9.7.15.5.1.2. Shared Memory Matrix Layout

If the argument imm-trans-a / imm-trans-b of the instruction wgmma.mma_async{.sp} is 0, then K-major is used for matrix A / B respectively. If the value of argument imm-trans-a is 1 then M-major is used for matrix A. If the value of the argument imm-trans-b is 1, then N-major is used for matrix B.

In a column-major default BLAS library such as cuBLAS, the matrices A and B with and without transpose can be classified as either K-Major or M-or-N-Major as shown in the following table:

Non-Transposed Transposed
A K-major M-major
B K-major N-major

To avoid confusion with A, B, row-major, col-major, transpose, and non-transpose, we will use MN-Major and K-Major throughout this section.

The matrices in the shared memory are made up of one or more "swizzle layout atom". The exact layout of these swizzle atoms depends on the swizzling mode, swizzle-atomicity, and the leading dimension. The layout of the swizzle are shown in Table 38.

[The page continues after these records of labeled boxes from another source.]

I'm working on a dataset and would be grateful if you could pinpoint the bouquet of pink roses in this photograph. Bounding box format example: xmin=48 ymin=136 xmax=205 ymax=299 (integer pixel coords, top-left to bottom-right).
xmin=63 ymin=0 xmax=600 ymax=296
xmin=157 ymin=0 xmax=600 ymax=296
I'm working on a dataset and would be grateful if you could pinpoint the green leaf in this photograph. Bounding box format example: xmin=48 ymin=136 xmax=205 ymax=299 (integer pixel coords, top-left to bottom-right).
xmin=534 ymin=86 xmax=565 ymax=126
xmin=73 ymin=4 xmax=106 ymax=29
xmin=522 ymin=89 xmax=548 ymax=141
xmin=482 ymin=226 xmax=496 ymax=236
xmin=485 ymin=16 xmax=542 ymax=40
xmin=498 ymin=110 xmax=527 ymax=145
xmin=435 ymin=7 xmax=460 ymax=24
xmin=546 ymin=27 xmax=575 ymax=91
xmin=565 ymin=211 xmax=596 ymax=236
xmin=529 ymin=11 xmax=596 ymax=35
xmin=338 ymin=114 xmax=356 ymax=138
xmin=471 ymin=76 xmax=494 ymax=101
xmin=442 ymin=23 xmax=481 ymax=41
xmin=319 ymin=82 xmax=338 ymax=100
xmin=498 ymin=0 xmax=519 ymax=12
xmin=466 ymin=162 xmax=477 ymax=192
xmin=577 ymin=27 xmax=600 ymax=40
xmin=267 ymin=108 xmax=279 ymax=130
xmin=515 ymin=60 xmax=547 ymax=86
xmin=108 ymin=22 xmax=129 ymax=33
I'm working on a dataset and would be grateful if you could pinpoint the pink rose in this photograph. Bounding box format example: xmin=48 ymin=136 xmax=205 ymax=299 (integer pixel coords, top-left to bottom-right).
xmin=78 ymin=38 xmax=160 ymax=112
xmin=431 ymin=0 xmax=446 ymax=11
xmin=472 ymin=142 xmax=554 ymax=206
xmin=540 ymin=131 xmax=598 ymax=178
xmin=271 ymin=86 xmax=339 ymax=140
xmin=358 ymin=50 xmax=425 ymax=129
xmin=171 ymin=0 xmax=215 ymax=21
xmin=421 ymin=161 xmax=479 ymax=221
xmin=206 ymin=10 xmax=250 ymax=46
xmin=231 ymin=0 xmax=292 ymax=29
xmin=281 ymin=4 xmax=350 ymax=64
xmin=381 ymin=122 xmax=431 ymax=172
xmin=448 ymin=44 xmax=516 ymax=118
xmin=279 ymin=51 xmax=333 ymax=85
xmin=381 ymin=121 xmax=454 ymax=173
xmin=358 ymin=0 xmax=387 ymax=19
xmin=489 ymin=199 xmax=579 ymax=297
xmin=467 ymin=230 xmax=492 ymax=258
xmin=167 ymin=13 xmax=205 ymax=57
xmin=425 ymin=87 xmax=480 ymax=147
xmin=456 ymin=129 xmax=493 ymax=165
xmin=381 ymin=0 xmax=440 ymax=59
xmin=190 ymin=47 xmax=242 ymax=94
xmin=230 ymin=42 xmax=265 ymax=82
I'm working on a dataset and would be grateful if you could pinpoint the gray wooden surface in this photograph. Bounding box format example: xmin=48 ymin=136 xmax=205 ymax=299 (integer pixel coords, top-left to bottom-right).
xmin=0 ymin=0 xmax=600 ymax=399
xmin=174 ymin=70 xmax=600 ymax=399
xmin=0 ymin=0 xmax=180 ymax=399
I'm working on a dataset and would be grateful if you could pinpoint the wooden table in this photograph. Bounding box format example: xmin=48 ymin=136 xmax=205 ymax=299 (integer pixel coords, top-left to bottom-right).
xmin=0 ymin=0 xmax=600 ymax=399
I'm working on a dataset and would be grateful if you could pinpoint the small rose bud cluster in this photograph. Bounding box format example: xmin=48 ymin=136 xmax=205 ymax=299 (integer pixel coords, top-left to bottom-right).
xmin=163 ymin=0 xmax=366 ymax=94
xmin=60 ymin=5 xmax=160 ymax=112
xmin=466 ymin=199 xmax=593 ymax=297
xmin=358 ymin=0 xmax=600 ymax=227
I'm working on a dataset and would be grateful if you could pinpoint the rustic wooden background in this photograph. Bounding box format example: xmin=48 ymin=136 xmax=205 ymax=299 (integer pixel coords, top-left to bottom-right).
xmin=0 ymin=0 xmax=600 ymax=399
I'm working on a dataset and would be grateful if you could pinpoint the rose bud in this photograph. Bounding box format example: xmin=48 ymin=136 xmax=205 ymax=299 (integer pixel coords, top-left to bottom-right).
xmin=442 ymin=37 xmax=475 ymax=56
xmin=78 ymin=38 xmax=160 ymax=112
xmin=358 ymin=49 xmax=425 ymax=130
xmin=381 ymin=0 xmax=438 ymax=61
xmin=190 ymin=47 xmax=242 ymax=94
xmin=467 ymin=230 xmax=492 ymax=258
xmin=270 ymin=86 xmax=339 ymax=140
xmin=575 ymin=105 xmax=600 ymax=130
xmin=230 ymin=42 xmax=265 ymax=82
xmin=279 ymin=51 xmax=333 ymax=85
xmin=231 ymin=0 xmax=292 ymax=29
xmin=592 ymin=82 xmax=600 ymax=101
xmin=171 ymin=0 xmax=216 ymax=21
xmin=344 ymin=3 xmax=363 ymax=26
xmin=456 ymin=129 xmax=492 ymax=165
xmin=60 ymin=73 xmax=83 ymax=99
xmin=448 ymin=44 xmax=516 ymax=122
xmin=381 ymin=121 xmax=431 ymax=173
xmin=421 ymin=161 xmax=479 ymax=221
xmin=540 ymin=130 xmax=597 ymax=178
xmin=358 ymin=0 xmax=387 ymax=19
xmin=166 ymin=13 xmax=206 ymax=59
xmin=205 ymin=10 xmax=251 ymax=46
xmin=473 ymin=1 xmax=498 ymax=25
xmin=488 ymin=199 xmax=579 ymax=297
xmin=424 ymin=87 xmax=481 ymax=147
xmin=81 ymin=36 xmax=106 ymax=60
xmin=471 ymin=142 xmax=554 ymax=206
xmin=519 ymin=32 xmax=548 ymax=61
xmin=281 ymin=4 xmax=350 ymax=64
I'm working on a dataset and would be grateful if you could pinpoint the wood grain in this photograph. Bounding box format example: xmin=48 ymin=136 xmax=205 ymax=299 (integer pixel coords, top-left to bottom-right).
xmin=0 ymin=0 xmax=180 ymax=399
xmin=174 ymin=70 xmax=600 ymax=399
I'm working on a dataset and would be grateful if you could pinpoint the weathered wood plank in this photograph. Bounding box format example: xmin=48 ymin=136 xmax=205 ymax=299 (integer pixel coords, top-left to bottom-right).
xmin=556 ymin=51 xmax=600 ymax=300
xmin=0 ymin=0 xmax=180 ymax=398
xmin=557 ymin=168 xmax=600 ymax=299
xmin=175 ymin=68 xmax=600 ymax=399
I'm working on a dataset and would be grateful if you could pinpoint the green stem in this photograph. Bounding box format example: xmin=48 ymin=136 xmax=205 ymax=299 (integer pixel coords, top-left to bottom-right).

Table 38 Various combinations of swizzling mode, leading dimension and swizzle-atom layout

Swizzling mode Leading Dimension / Major-ness Swizzle atom layout (128b element)
128B Swizzling Mode M/N 8x8
128B Swizzling Mode K 8x8
64B Swizzling Mode M/N 4x8
64B Swizzling Mode K 8x4
32B Swizzling Mode M/N 2x8
32B Swizzling Mode K 8x2
None M/N 1x8
None K 8x1

The above shapes are for elements of size 128 bits. For smaller elements sizes, the same shapes would get multiplied along the leading dimension by a factor of 128/sizeof_bits(Element). For example, 128B MN major swizzle atom would have a shape of (8*(128/32))x8 = 32x8 for tf32 tensor core inputs.

Examples

The following are some example layouts of MxK or KxN matrices with various swizzling modes, and are in units of 128b elements as shown by each colored cell as shown in Figure 156, Figure 157, Figure 158, Figure 159, Figure 160, Figure 161, Figure 162, Figure 163.

!MN major 128B swizzling

Figure 156 MN major 128B swizzling

!K major 128B swizzling

Figure 157 K major 128B swizzling

!MN major 64B swizzling

Figure 158 MN major 64B swizzling

!K major 64B swizzling

Figure 159 K major 64B swizzling

!MN major 32B swizzling

Figure 160 MN major 32B swizzling

!K major 32B swizzling

Figure 161 K major 32B swizzling

!MN major interleaved

Figure 162 MN major interleaved

!K major interleaved

Figure 163 K major interleaved

Following are some of the examples of the 128B swizzling layout for tf32 element type.

K-Major: Figure 164

!K major

Figure 164 K major

MN-Major: Figure 165

!MN major

Figure 165 MN major

9.7.15.5.1.2.1. Major-ness supported by Strides

There are two strides involved while accessing a matrix from shared memory:

  • Leading dimension byte offset
  • Stride dimension byte offset

9.7.15.5.1.2.1.1. Leading Dimension Byte Offset

The leading dimension byte offset is defined differently for transposed and non-transposed matrices. The leading byte offset is defined as follows for matrices whose element types are normalized to 128-bits:

Major-ness Definition
K-Major No-Swizzling: the offset from the first column to the second columns of the 8x2 tile in the 128-bit element type normalized matrix.<br>Swizzled layouts: not used, assumed to be 1.
MN-Major Interleave: offset from the first 8 columns to the next 8 columns.<br>Swizzled layouts: offset from the first (swizzle-byte-size/16) rows to the next (swizzle-byte-size/16) rows.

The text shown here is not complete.